O campo que acolhe a equipe não é o ideal. É pequeno e não tão plano como devia ser. Localizado no interior de Mafalala, é feito de terra batida. Para quem não tem medo de se superar, é o palco ideal.

A logística está a cargo de cada um. Falta-lhes um pouco de tudo, mas a garra e o foco, não. Omar é técnico dos rapazes há 7 anos. Além de dar expediente como treinador, atua como personal trainer e divide o seu dia a dia entre treinar o time e o pessoal do ginásio.

Em Maputo, há 5 clubes de rúgbi e o de Mafalala é um deles. Mas, ali no bairro, o esporte é um fato inédito, por certas razões.

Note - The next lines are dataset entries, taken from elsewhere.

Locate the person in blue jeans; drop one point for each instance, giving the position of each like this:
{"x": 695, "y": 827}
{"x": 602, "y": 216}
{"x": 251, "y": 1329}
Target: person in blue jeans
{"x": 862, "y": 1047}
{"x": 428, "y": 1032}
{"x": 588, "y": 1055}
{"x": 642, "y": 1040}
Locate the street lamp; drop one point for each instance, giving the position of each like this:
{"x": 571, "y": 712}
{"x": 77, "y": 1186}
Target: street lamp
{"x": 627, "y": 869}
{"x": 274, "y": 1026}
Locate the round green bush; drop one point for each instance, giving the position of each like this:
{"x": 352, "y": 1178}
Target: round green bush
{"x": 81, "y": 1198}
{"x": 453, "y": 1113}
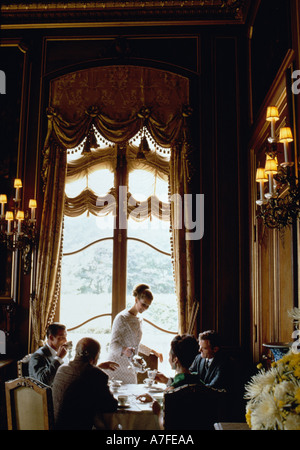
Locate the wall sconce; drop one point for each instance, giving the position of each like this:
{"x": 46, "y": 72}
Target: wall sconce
{"x": 18, "y": 229}
{"x": 280, "y": 205}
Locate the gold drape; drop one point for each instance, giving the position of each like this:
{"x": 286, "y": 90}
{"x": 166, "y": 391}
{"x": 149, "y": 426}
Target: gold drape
{"x": 183, "y": 249}
{"x": 50, "y": 245}
{"x": 73, "y": 109}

O bairro já foi conhecido por reunir as maiores "bocas de fumo" da cidade de Maputo. Jovens, adolescentes e adultos já foram presos por consumir ou vender drogas ali, como suruma (maconha) e haxixe. Por algum tempo, mesmo que não tivessem essa vida, muitos eram vítimas de estigma e preconceito por residirem no bairro.

Hoje em dia, nem tanto. Omar diz que o clube que dirige é uma destas escolas da vida que forma homem novo e, por isso, muitos jovens refugiaram-se ali, para evitar o vício.

"A nossa iniciativa tem um significado mais profundo, o de resgatar jovens e proporcionar-lhes a melhor alternativa de vencer a vida", diz ele.

Mateus Chipanda, 22, é um dos integrantes do rúgbi de Mafalala. De calção branco e empunhando uma bola ao ar, disse que está orgulhoso do clube e da modalidade que escolheu. Ele prefere dizer — "que o bairro me ofereceu".

"Nunca consumi drogas, mas sei que as chances de ter caído nesta vida foram várias. Resisti e continuo resistindo a qualquer tipo de vício. Devo isso ao rúgbi do meu bairro", contou-nos Mateus.

O clube tem mais de 100 atletas e está aberto a qualquer jovem, residente ou não de Mafalala. Omar acredita na possibilidade do Mafalala Rugby Club ganhar mais almas e troféus — já são 10 até agora, todos em competições nacionais. Estão todos expostos no museu do bairro que sintetiza, como poucos, os sonhos e possibilidades de um país jovem e vibrante.